Selbst der Frenkendörfer SVP-Gemeinderat Andreas Trüssel, der zu Beginn der Einführung des Schulsozialdienstes in seiner Gemeinde skeptisch war, erkennt, dass der Erfolg dem Projekt Recht gibt. Seiner Haltung bleibt er aber trotzdem treu: «Es ist nicht gut, Kopfwehtabletten zu schlucken, ohne zu wissen woher der Schmerz kommt.» Denn die Erziehung sei immer noch in erster Linie Aufgabe der Eltern, betont Trüssel. Da es jedoch derzeit keine Möglichkeit gebe, die Gesellschaft zu ändern, sei jede Massnahme willkommen, die es ermöglicht, Sozialfälle zu reduzieren.
In Frenkendorf liegt der Ausländeranteil bei 27 Prozent. 60 Prozent aller Sozialfälle sind Personen mit Migrationshintergrund. «Dies zeigt klar die Problematik auf», sagt Trüssel. Und Kinder seien eben Frühindikatoren: Ihr Verhalten könne auf Missstände innerhalb der Familie hinweisen.
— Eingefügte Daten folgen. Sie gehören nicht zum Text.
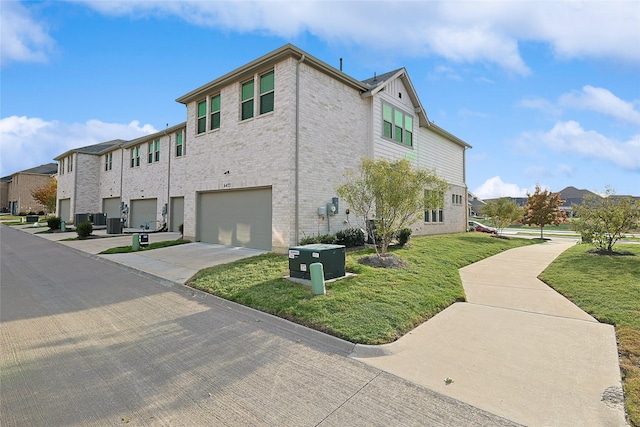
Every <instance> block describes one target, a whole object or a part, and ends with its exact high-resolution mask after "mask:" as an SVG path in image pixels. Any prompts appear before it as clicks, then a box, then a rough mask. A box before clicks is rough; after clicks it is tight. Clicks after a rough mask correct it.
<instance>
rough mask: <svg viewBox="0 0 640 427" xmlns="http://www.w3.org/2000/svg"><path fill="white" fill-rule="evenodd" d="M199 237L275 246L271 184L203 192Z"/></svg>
mask: <svg viewBox="0 0 640 427" xmlns="http://www.w3.org/2000/svg"><path fill="white" fill-rule="evenodd" d="M198 240H199V241H201V242H207V243H218V244H221V245H229V246H242V247H247V248H255V249H264V250H271V240H272V239H271V188H259V189H250V190H241V191H220V192H214V193H201V194H200V196H199V203H198Z"/></svg>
Eva Baloghs Ziel ist es hingegen vielmehr, die Kinder möglichst unbelastet durch die Schulzeit zu begleiten.
SVP-Gemeinderat Andreas Trüssel erwartet nun einen ausführlichen Bericht des in Frenkendorf tätigen Schulsozialarbeiters Michael Tschannen. Er möchte überprüfen, ob sich der finanzielle Aufwand für die Gemeinde lohnt. Erst dann entscheidet der Gemeinderat, ob der Schulsozialdienst weitergeführt wird.
René Glauser, Leiter der Fachstelle Jugend und Gesellschaft beim Baselbieter Amt für Volksschulen, begrüsst die Bestrebungen der beiden Gemeinden Frenkendorf und Füllinsdorf. Er weiss auch von Münchenstein, dass man Überlegungen in diese Richtung anstellt. Studien, die im Rahmen der kantonalen Einführung des Schulsozialdienstes auf den Sekundarstufen I und II gemacht wurden, hätten deutlich gezeigt, dass der Bedarf auch auf der Stufe des Kindergartens und der Primarschule vorhanden sei.